Feature Articles / May 2018

Otto Laske & Jan De Visch

Otto Laske

Jan De Visch

Introduction

Dynamic collaboration between members of a team is impossible without self-management. Self-management plays an increasingly important role also in society. Civic Movements are good examples of efficient groups without proclaimed leadership. Companies, too, increasingly tend to strive towards self-organization which, ultimately, is based on self-management. For them, decisions have to fall faster and faster, and the classic hierarchy makes that difficult. Flanders Business School teacher Jan De Visch and Interdevelopmentals Institute Director Otto Laske observe in their consultancy practice from the front row how organizations struggle with establishing self-management. This Spring, they are presenting how they view team issues in “Dynamic Collaboration: Strengthening Self-Organization and Collaborative Intelligence in Teams”. The book weaves insights from adult developmental research into the true stories of four senior managers engaged with implementing self-organization.

This article highlights some of their insights by way of an example of work in a customer contact center.

Self-organization: from competences to dialogue

A “Rethinking Team Work” workshop by Jan and Otto has come to its end. The participating team coaches of a customer contact center are satisfied. They solved two issues which had an ongoing negative influence on collaborative relationships they are dealing with daily.

Over the last two years, the customer contact center changed its procedures fundamentally. When exploring how their department could be transformed into a network of self-organizing teams, the 85 collaborators were both enthusiastic and sceptical. Every one had his/her own specialization, tasks were assigned almost hourly by team leaders, and the communication with other departments occurred by way of a command-chain hierarchy. The company had invested in an internet tool enabling customers to find most answers to their questions on line, as well as book appointments. As a result, the work in the contact center changed dramatically. Each contact center member received more complex client questions, questions previously dealt with by a team leader. These questions were unanswerable from the point of view of a single specialization. As a consequence, team members had no choice other than to work together to merge their insights and expertises. Chatbots began to process recurrent ‘simple’ questions, and by using artificial intelligence one learned to predict which clients would break off their agreement.

This, in turn, had an impact on the percentage of calls that turned into client contracts. Now, every team member had to proactively follow-up client calls him- or herself. Working with indicators turned out to be difficult since it had previously been considered as a matter of the team lead role which had vanished. As a consequence, every team member felt challenged in understanding his/her own work situation. It turned out that a high number of break-off’s were due to poor follow-up by and between co-workers. In this context, self-organization not only meant building agility but engaging in continuous improvement projects.

Moving beyond purely behavioral tenets of team coaching

Issues such as these are viewed in Jan’s and Otto’s book as grounded in lack of personal self-organization due to insufficiently high developmental level, essentially of emotional other-dependence and/or lack of complex thinking. The authors distinguish three levels of collaborative intelligence called ‘We-Spaces’, each of the which is characteristized by its peculiar socio-cognitive structure in the sense of CDF, the Constructive Developmental Framework. Within ‘We-Spaces’, the authors further distinguish ‘upwardly’ and ‘downwardly’ divided teams, a distinction that facilitates a reader’s understanding of why certain teams lack self-organization and how to intervene in such an instance.

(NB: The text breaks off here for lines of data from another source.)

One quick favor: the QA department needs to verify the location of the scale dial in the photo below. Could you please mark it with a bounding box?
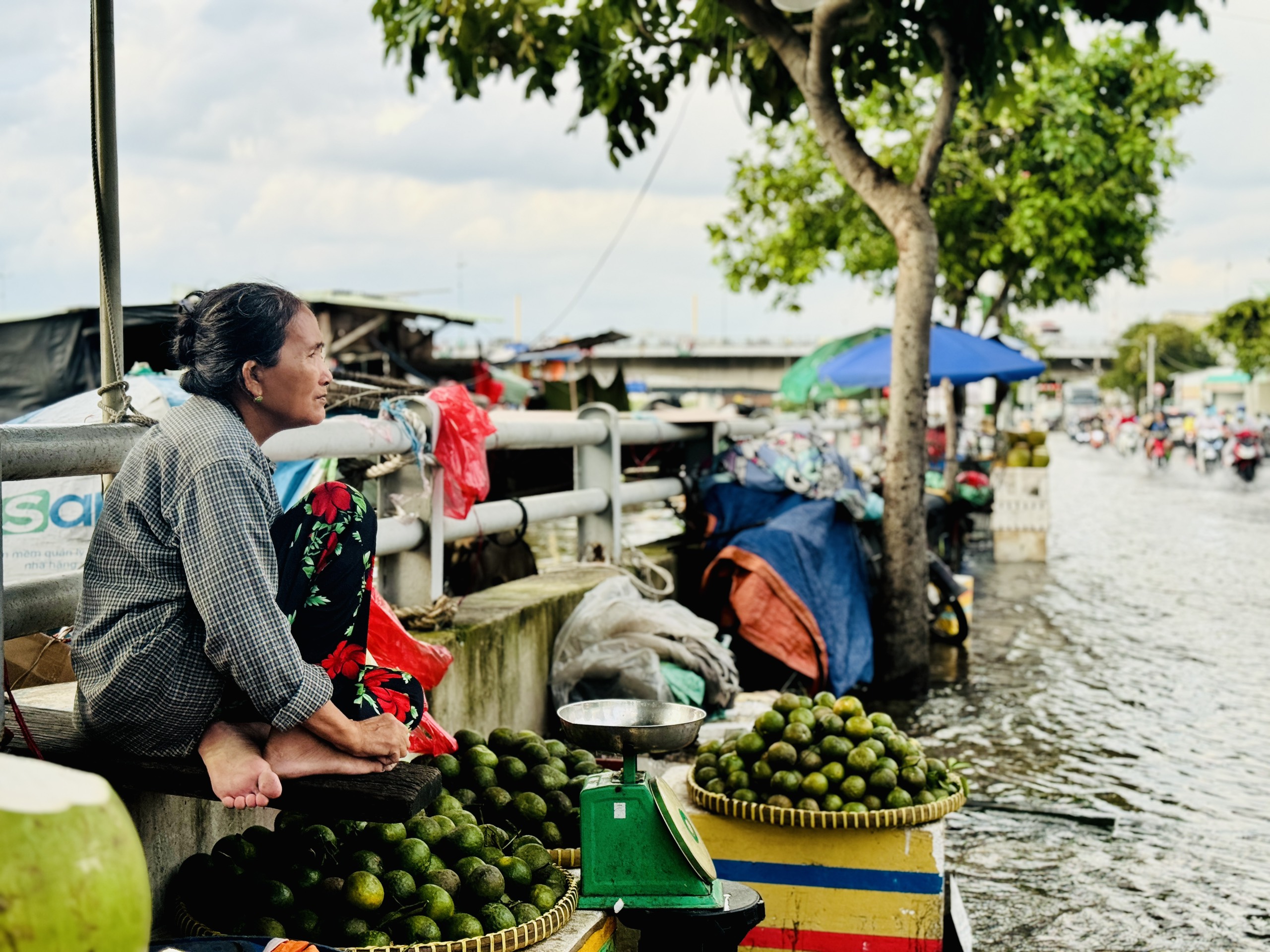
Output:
[651,777,719,882]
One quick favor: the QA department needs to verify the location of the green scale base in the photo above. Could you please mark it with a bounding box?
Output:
[578,771,723,910]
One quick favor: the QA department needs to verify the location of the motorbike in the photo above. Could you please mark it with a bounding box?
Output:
[1195,430,1224,474]
[1231,430,1261,482]
[1147,433,1168,470]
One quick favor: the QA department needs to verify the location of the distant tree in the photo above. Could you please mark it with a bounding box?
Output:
[1098,321,1216,406]
[1208,297,1270,374]
[708,33,1213,327]
[371,0,1204,693]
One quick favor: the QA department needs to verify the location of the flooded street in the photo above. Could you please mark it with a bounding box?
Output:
[916,434,1270,952]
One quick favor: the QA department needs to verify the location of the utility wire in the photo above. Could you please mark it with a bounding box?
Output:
[533,91,692,344]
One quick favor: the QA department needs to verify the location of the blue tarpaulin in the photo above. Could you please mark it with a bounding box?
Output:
[821,324,1045,387]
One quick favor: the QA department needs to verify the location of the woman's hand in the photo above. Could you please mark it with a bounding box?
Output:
[305,701,410,767]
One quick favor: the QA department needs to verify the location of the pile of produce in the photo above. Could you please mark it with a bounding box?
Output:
[174,795,570,947]
[421,727,605,849]
[692,691,969,814]
[1002,430,1049,466]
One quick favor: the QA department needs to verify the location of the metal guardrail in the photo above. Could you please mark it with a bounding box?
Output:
[0,405,772,639]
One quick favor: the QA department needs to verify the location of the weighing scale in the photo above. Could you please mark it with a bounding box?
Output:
[556,700,726,918]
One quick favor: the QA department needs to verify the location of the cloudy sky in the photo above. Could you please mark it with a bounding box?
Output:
[0,0,1270,348]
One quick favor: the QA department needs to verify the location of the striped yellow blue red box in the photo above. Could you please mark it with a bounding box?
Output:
[665,768,944,952]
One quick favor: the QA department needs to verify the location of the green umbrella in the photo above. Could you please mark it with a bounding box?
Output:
[781,327,890,405]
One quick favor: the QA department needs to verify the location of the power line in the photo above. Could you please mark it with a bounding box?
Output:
[535,91,692,342]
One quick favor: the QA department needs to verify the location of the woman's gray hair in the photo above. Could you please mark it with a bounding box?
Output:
[172,282,305,404]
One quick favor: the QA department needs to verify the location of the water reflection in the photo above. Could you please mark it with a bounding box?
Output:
[916,439,1270,950]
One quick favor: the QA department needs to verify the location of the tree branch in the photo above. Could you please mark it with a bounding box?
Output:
[914,24,961,202]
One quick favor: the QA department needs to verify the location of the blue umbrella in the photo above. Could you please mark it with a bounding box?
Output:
[821,324,1045,387]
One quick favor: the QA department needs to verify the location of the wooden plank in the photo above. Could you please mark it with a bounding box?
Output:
[5,684,441,823]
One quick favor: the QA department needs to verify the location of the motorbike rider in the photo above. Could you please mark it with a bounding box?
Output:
[1143,410,1173,456]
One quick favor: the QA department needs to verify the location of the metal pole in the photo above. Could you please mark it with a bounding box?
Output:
[1147,334,1156,413]
[90,0,125,422]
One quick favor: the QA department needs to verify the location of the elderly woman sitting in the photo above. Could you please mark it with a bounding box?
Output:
[71,284,424,809]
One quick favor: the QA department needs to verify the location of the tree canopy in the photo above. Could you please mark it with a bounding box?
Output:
[710,34,1213,326]
[1208,297,1270,374]
[1098,321,1216,404]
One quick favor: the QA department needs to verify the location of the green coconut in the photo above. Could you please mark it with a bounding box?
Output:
[0,754,150,952]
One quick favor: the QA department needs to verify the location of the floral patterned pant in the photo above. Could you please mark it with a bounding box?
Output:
[270,482,426,728]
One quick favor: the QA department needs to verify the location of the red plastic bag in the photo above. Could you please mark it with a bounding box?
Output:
[428,383,495,519]
[366,588,458,757]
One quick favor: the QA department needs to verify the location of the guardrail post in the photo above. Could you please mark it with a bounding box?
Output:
[576,404,622,562]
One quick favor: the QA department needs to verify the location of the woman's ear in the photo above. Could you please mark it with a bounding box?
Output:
[241,360,263,399]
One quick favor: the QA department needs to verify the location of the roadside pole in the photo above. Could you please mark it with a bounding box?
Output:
[90,0,127,434]
[1147,334,1156,413]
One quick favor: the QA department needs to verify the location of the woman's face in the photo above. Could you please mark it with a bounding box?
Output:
[252,307,331,430]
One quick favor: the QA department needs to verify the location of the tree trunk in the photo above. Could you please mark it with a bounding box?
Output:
[874,202,939,697]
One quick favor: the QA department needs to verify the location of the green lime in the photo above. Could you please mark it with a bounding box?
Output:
[737,731,775,763]
[212,827,255,870]
[247,915,287,939]
[405,815,442,849]
[419,870,462,903]
[772,691,801,714]
[781,722,812,750]
[335,916,371,947]
[366,823,405,847]
[887,787,913,810]
[344,870,383,913]
[513,843,551,872]
[530,884,556,913]
[512,902,542,925]
[348,849,383,876]
[442,913,485,942]
[512,791,547,823]
[899,766,926,792]
[755,711,785,741]
[463,863,507,901]
[799,771,829,798]
[869,767,898,795]
[786,707,816,727]
[494,855,533,889]
[838,774,869,801]
[767,740,798,771]
[287,909,321,942]
[480,902,515,932]
[847,746,878,775]
[842,714,874,744]
[382,870,417,906]
[392,838,432,876]
[415,871,454,923]
[798,748,824,773]
[256,880,296,913]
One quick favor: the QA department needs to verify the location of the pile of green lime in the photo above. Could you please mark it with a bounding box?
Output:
[692,691,969,814]
[175,795,570,947]
[421,727,603,849]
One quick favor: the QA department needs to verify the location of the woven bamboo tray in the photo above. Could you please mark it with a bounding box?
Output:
[175,873,578,952]
[689,771,965,830]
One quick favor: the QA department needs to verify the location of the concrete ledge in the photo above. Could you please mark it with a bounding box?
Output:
[417,566,612,734]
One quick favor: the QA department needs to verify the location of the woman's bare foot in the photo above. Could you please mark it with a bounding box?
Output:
[264,727,392,777]
[198,721,282,810]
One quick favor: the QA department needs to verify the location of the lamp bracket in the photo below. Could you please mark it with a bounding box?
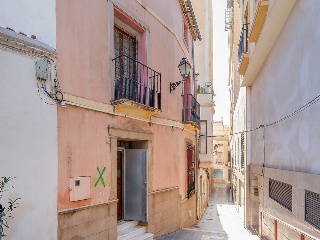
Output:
[170,81,182,93]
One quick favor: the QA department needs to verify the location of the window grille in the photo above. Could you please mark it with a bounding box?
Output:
[305,190,320,229]
[269,179,292,212]
[241,133,244,169]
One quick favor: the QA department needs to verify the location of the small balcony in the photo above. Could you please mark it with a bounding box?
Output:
[182,94,200,130]
[112,55,161,119]
[197,82,214,95]
[249,0,269,42]
[238,24,249,75]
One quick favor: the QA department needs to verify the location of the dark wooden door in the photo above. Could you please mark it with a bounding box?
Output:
[117,150,123,221]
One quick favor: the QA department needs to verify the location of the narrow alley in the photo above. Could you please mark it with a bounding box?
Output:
[156,183,259,240]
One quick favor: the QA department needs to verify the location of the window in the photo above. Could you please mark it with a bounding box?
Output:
[269,179,292,212]
[187,143,196,198]
[113,6,161,109]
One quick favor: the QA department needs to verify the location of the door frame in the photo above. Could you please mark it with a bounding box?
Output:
[117,147,125,221]
[108,124,153,226]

For the longest time, teams have been managed based exclusively on behaviorist tenets: the dominant notion has been that by observing how team members behave, their collaboration can be made more effective, even self authoring. To make the transition to self-management easier, companies made investments in training communication, planning and technical skills, and in building a common vision of what self-organization entails for different teams. This approach assumed that much of a contact center member’s workday is spent asking others for information – requesting status updates or inquiring with an internal colleague in another department.

The ‘Re-thinking Team Work’ workshop Jan and Otto taught addressed such situations. It was geared to teaching team coaches ask a different set of questions that revealed what they had not (yet) thought about. The questions asked of participants were based on DTF, Laske’s Dialectical Thinking Framework. They were meant to help team members unlock insight into relevant contexts, emerging changes, and hidden relationships.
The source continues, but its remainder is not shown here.